Vlaanderen.
Fransche winkelopschriften in het Vlaamsche land.
Het zal alle Vlaamschgezinden wel meermalen onaangenaam hebben aangedaan te hebben moelen opmerken hoe in de meest Vlaamsche steden het overgroote getal der winkelopschriften in het Fransch gesteld zijn. Dit is het geval niet alleen te Antwerpen, te Gent, te Brugge, - om maar van Brussel niet te spreken, - doch ook in de zooveel kleinere provinciesteden. Op vreemdelingen moet het inderdaad een zonderlingen indruk te weeg brengen, wanneer zij zich in het hartje van het Vlaamsche land voor zoo een overdaad van uitdrukkingen in een vreemde taal bevinden. Men moge zeggen dat zoo iets slechts een uiterlijke schijn is en dat het innerlijke van het Vlaamsche volk onaangetast blijft, stellig is het dat er wel ‘something rotten in the State of Denmark’ is, wanneer een volk zoo iets in zijn eigen land verduurt. Trouwens, men zal het niet gemakkelijk uit den geest van een vreemdeling kunnen wegredeneeren, dat een volk dat iets dergelijks verdraagt niet reeds door de bacil van de verfransching is aangetast.
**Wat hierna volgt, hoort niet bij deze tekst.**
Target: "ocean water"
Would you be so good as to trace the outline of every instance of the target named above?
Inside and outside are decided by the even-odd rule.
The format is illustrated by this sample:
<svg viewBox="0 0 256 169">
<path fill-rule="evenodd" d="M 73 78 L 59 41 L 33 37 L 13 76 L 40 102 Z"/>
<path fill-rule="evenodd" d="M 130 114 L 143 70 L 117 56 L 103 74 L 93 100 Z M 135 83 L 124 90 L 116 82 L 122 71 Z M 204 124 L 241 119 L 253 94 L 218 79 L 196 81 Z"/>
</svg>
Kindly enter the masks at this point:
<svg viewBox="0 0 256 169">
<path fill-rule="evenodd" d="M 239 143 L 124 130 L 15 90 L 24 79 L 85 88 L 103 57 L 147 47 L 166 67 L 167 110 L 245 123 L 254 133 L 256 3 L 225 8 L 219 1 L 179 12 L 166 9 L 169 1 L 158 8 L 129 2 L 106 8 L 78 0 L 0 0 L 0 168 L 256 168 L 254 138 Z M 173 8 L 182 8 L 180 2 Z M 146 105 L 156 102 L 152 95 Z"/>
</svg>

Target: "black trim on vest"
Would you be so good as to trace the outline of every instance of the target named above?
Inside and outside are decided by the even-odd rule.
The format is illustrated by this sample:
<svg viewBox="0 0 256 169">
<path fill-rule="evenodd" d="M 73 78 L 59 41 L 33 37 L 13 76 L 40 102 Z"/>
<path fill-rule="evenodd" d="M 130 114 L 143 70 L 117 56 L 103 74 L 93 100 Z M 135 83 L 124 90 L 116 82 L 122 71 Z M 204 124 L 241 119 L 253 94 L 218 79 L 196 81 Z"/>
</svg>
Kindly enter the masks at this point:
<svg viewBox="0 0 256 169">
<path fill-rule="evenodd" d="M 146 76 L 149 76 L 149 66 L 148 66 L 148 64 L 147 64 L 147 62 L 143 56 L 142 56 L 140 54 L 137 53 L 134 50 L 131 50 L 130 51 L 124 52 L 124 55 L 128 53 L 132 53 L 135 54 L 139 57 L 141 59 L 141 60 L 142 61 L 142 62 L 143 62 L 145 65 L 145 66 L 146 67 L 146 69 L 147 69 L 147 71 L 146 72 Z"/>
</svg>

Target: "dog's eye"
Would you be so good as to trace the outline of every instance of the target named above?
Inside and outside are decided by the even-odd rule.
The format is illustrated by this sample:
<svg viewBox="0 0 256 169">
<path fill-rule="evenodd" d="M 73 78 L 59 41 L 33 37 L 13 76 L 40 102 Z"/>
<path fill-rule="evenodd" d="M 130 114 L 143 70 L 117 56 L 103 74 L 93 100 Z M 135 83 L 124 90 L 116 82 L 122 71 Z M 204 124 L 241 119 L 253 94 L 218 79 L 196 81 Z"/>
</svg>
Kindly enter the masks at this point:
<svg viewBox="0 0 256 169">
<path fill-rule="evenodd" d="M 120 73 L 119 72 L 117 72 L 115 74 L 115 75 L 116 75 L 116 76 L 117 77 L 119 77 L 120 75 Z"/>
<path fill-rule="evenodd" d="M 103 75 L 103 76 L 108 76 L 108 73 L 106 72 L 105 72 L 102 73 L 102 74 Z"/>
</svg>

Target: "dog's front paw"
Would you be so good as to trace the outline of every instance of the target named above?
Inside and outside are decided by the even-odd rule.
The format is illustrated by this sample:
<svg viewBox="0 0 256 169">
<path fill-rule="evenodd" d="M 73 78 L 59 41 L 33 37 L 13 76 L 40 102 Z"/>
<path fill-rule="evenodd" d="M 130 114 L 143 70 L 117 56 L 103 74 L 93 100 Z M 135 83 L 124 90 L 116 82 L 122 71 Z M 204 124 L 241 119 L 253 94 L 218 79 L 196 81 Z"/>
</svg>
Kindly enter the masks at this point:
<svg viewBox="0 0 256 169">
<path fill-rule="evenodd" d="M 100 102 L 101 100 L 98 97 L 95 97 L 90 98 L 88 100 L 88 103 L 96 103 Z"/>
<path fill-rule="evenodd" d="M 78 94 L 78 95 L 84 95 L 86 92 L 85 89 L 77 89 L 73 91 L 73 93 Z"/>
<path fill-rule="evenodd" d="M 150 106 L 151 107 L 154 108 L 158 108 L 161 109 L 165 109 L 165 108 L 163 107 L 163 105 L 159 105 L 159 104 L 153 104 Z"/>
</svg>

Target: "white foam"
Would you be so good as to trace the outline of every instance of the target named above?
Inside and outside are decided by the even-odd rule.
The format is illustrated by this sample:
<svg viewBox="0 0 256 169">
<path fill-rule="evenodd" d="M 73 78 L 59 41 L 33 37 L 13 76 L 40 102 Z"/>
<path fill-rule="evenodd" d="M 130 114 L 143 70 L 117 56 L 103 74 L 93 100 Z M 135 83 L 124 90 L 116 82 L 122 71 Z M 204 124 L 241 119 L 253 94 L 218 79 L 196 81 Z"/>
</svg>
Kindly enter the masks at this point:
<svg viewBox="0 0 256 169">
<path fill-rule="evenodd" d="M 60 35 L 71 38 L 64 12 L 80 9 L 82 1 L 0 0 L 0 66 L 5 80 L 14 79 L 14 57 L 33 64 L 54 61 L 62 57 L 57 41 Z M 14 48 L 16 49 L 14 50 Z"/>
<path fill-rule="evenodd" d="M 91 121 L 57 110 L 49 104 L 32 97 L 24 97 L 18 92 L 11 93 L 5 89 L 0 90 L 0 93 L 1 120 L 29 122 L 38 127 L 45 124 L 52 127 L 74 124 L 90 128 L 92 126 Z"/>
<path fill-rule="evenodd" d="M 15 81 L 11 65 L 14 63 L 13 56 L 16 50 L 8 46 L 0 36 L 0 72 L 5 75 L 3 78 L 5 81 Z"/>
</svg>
Men moge beweren wat men wil, men moge staande houden, en met reden, dat de indrukken die een vreemdeling bij een kortstondig bezoek aan een land opdoet, uit den aard der zaak slechts een zeer oppervlakkig karakter kunnen dragen, een feit is zeker, dat men nooit, tegenover buitenlanders, den onvervalschten aard van het Vlaamsche volk zal kunnen verdedigen, wanneer wij ons voor toestanden bevinden als die welke in dit artikel gewraakt worden.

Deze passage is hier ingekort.